茶屋の6代目と会う
そして今日のメインイベント。ハノイで19世紀から続くお茶屋さんを訪問。そこでベトナム茶の歴史を聞こうという企画だ。ズンさんが事前に根回ししてくれており、アポも取れている。お店に行くと、周囲は古い街並みの残しており、気分が盛り上がる。そしてお店も非常に古めかしい家屋に茶を飲ませるスペースがなかなか心地よい。聞けば50年前の建築物を借りて営業しているという。ベトナム戦争など相次ぐ戦争で、建物も全てが残っている訳ではない。

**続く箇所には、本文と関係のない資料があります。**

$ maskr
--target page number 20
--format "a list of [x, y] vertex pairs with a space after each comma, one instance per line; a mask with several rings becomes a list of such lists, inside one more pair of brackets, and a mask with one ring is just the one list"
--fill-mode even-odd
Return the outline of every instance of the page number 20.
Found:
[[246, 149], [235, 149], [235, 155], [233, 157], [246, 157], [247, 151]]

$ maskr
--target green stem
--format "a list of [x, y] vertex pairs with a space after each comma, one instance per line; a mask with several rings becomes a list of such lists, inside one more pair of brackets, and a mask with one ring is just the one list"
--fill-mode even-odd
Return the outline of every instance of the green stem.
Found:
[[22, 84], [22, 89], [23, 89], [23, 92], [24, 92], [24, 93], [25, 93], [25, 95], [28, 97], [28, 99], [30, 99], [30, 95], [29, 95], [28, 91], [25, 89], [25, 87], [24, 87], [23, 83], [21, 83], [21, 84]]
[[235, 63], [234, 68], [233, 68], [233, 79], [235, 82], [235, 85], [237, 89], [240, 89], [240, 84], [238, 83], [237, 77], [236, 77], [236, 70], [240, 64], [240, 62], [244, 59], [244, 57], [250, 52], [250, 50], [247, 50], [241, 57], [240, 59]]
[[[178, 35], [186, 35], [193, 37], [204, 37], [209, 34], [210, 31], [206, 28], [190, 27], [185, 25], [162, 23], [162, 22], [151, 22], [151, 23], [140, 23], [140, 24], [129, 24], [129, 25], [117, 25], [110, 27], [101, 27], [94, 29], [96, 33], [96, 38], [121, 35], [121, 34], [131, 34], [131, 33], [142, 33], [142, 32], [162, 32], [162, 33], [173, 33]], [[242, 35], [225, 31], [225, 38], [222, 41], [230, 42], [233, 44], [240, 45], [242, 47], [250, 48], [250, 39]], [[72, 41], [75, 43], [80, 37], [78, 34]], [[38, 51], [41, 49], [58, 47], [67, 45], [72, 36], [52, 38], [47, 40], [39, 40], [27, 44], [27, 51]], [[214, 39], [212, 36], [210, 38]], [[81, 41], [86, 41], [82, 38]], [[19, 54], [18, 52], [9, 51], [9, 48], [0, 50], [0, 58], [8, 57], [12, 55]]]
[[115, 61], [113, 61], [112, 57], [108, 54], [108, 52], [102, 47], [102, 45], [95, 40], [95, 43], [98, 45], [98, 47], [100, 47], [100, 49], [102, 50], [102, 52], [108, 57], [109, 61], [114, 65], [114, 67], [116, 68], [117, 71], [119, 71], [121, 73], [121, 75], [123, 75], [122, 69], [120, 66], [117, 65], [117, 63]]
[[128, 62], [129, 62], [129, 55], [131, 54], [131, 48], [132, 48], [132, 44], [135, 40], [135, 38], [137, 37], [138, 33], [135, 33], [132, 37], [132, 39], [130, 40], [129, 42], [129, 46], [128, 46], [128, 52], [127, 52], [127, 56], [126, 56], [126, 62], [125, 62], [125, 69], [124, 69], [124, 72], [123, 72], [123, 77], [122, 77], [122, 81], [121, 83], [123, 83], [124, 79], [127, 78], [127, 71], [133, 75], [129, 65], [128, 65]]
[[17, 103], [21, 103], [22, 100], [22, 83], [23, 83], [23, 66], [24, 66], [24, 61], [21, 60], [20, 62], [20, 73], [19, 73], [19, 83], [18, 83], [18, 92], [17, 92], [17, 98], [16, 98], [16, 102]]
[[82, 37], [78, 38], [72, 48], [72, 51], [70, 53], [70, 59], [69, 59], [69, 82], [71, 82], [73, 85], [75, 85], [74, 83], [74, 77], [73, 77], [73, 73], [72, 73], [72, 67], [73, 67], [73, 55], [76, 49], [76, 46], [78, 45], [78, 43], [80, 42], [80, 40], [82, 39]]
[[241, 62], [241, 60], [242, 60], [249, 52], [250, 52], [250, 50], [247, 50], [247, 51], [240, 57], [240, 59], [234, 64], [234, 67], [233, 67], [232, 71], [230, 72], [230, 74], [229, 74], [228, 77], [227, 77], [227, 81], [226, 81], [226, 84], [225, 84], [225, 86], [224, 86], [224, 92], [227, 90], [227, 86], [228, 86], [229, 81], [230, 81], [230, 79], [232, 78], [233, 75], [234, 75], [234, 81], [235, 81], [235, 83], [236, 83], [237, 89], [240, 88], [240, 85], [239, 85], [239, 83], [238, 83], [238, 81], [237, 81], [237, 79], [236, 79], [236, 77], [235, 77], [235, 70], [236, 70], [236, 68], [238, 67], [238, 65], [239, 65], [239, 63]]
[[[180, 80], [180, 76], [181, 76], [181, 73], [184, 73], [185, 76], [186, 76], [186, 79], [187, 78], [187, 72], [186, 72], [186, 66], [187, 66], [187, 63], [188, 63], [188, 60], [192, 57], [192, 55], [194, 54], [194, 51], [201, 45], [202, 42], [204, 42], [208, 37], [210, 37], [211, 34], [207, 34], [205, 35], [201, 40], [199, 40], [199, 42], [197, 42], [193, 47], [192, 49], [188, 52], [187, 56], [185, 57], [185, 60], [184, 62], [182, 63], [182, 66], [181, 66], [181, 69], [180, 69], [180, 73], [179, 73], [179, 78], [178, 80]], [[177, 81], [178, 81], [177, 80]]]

中は畳ではないが、板の間にござが敷かれているのか、椅子ではなく座るスタイルの部屋がある。正直ベトナム人の生活習慣が分からないが、恐らくはリラックスする空間として、直に座る文化があるのだろう。書画も掛かっており、雰囲気は出ている。裏には中庭があり、そこでもお茶が飲める。
この店の店主、6代目のスオンさんと話す。このお店は1800年代に初代の女性が茶葉を売り始めて、その後戦争などの混乱があった中、今日まで引き続き、スオンさんが父親の代を継いで6代目だという。スオンさんはお茶屋の主人の傍ら、実は新聞記者としても活躍しており、二足の草鞋を履いている。
この店には日本人の茶道家や仏教関係者なども立ち寄り、お茶の話をしていくという。中にはハノイで茶道のイベントをする人もおり、日本のメディアや雑誌でも紹介されている。スオンさんはハノイのお茶の世界の有名人だ。
ベトナムのお茶の歴史、彼によれば、それこそ戦乱で資料も散逸し、お茶屋も開店休業であった時期もあり、はっきりしたことは分からないという。当然であろう。いつからどんなお茶を飲んでいたのか、何故濃い、渋いお茶をハノイでは好むのか、分からない。1950年代にハノイでプーアール茶が作られていた歴史を聞いてみると、それも初耳とのことで、こちらが漢字で書かれた資料を提供した。
スオンさんのおじさんという人も傍で控えて聞いていたが、歴史はお手上げという感じでどこかへ行ってしまう。ベトナム茶の歴史は、老齢な茶樹が発見されたこともあり、これから少しずつ解明されていくと思われるが、資料がない以上、ある部分は憶測の域を出ないだろう。